PITTSBURGH — This is hope for many families in our area.

With many people still struggling to pay bills and make ends meet during the pandemic, there’s relief in sight — at least temporarily. The nationwide eviction moratorium is in place until October.

>>> RELATED STORY: New eviction ban issued by CDC for most of U.S., including Pittsburgh

“During the pandemic is not the time to be out on the street,” said Carl Redwood, director of the Pittsburgh Black Worker Center. “There was a surge of new eviction cases coming forward.”

On Monday, a day after the federal eviction moratorium ended, court filings to evict people increased 420%.

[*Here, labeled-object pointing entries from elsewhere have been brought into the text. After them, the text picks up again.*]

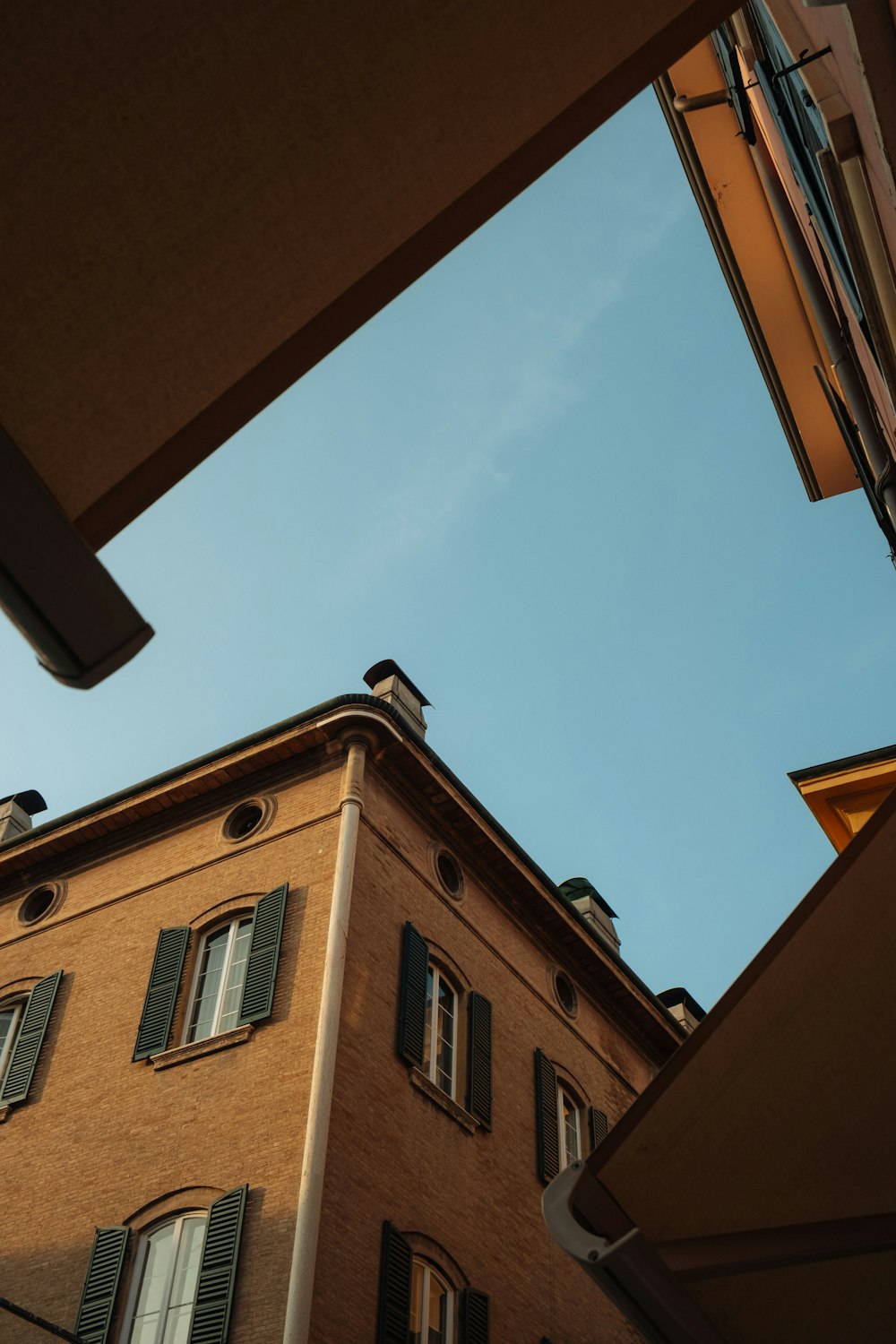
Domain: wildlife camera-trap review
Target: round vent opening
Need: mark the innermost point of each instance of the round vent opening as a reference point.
(244, 820)
(449, 873)
(37, 905)
(567, 996)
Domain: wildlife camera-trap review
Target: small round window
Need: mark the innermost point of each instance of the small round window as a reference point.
(38, 903)
(565, 994)
(449, 873)
(244, 820)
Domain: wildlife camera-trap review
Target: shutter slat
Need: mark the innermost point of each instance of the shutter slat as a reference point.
(546, 1117)
(479, 1059)
(411, 1018)
(166, 976)
(101, 1285)
(263, 954)
(474, 1317)
(34, 1029)
(598, 1126)
(395, 1288)
(218, 1269)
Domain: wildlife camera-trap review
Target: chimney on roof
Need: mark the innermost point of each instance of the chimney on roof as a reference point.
(592, 908)
(683, 1007)
(389, 683)
(16, 812)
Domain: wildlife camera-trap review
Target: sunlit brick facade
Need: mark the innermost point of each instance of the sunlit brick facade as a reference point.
(430, 1155)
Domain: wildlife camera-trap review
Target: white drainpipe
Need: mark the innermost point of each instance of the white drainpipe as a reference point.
(308, 1217)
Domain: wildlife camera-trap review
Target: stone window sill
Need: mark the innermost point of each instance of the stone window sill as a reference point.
(444, 1102)
(183, 1054)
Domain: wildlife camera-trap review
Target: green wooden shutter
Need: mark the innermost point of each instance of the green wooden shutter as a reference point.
(597, 1125)
(478, 1096)
(263, 954)
(395, 1288)
(167, 970)
(411, 1015)
(474, 1317)
(30, 1039)
(101, 1285)
(546, 1117)
(218, 1269)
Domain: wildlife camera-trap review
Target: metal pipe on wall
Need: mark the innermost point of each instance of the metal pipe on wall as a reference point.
(308, 1215)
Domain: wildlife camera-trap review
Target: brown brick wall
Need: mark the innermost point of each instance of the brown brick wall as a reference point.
(101, 1136)
(395, 1155)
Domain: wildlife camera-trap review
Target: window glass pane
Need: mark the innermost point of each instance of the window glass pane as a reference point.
(236, 976)
(445, 1061)
(438, 1309)
(153, 1285)
(168, 1282)
(417, 1304)
(570, 1128)
(209, 986)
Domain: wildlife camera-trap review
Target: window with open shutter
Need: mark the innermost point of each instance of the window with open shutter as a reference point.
(598, 1126)
(479, 1059)
(411, 1016)
(263, 956)
(546, 1117)
(395, 1288)
(31, 1029)
(101, 1285)
(474, 1317)
(166, 976)
(218, 1269)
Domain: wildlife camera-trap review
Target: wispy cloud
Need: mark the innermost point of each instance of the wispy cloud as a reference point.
(513, 379)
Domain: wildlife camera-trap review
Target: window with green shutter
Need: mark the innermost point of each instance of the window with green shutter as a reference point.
(432, 1010)
(234, 978)
(183, 1279)
(26, 1027)
(546, 1117)
(418, 1303)
(101, 1285)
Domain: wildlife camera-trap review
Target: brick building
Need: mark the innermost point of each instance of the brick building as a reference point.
(284, 1032)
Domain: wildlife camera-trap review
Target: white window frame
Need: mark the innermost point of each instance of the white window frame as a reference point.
(198, 969)
(440, 978)
(432, 1271)
(18, 1005)
(568, 1096)
(134, 1296)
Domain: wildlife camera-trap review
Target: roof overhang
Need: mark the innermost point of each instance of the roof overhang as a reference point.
(844, 795)
(750, 1193)
(758, 269)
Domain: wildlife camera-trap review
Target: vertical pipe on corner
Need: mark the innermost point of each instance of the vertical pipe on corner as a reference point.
(308, 1215)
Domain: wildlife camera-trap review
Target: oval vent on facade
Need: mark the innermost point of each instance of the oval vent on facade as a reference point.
(245, 820)
(39, 903)
(449, 873)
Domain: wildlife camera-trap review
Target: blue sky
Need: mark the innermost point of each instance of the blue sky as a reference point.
(548, 481)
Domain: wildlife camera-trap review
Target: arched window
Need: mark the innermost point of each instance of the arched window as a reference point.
(10, 1023)
(432, 1319)
(441, 1030)
(421, 1298)
(445, 1031)
(218, 986)
(166, 1279)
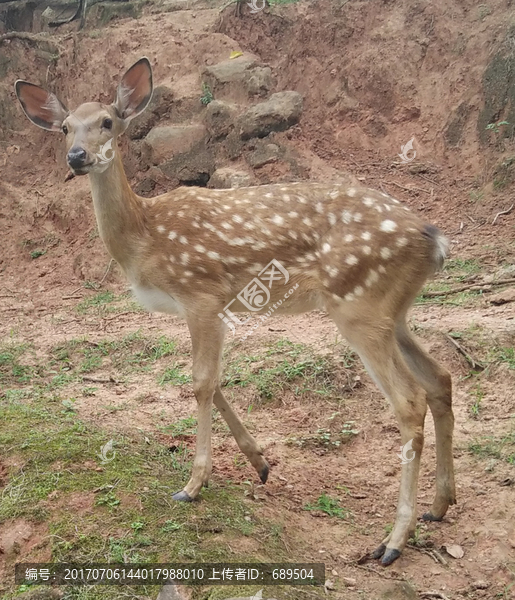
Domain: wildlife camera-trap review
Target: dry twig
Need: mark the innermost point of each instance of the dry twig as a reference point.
(412, 189)
(480, 287)
(503, 212)
(476, 365)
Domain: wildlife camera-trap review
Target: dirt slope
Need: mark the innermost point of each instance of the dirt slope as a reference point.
(373, 75)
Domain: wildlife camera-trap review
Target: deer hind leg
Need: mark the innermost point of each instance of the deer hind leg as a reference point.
(437, 382)
(207, 335)
(374, 340)
(245, 441)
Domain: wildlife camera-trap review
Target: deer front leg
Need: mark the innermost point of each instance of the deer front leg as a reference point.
(207, 336)
(246, 443)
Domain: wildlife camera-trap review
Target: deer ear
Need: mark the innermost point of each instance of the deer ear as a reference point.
(135, 90)
(43, 108)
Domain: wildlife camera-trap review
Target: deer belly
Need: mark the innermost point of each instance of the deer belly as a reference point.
(155, 300)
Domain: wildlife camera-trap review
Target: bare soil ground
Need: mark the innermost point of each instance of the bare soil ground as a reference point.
(384, 73)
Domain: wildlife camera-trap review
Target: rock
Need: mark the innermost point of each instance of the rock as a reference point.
(241, 74)
(233, 145)
(175, 5)
(103, 13)
(399, 591)
(187, 105)
(454, 550)
(219, 118)
(159, 108)
(259, 81)
(504, 297)
(480, 585)
(227, 177)
(168, 141)
(264, 154)
(191, 168)
(279, 112)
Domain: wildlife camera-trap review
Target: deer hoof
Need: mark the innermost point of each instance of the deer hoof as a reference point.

“The lower-income families are the ones affected the most, and there’s a concentration of Black families within that category. Black workers tend to face high unemployment and are concentrated in low-wage work,” Redwood said.

Despite the Centers for Disease Control and Prevention putting a halt on evictions on Tuesday in areas with substantial or high community transmission of COVID-19, the moratorium has to be implemented locally.

So several Pittsburgh groups, including Redwood’s, teamed up and went straight to a head judge in Allegheny County.

“What we’re asking for in the petition is for Judge Kim Clark to ask for permission from the Pa. Supreme Court to be able to enforce the moratorium,” Redwood said.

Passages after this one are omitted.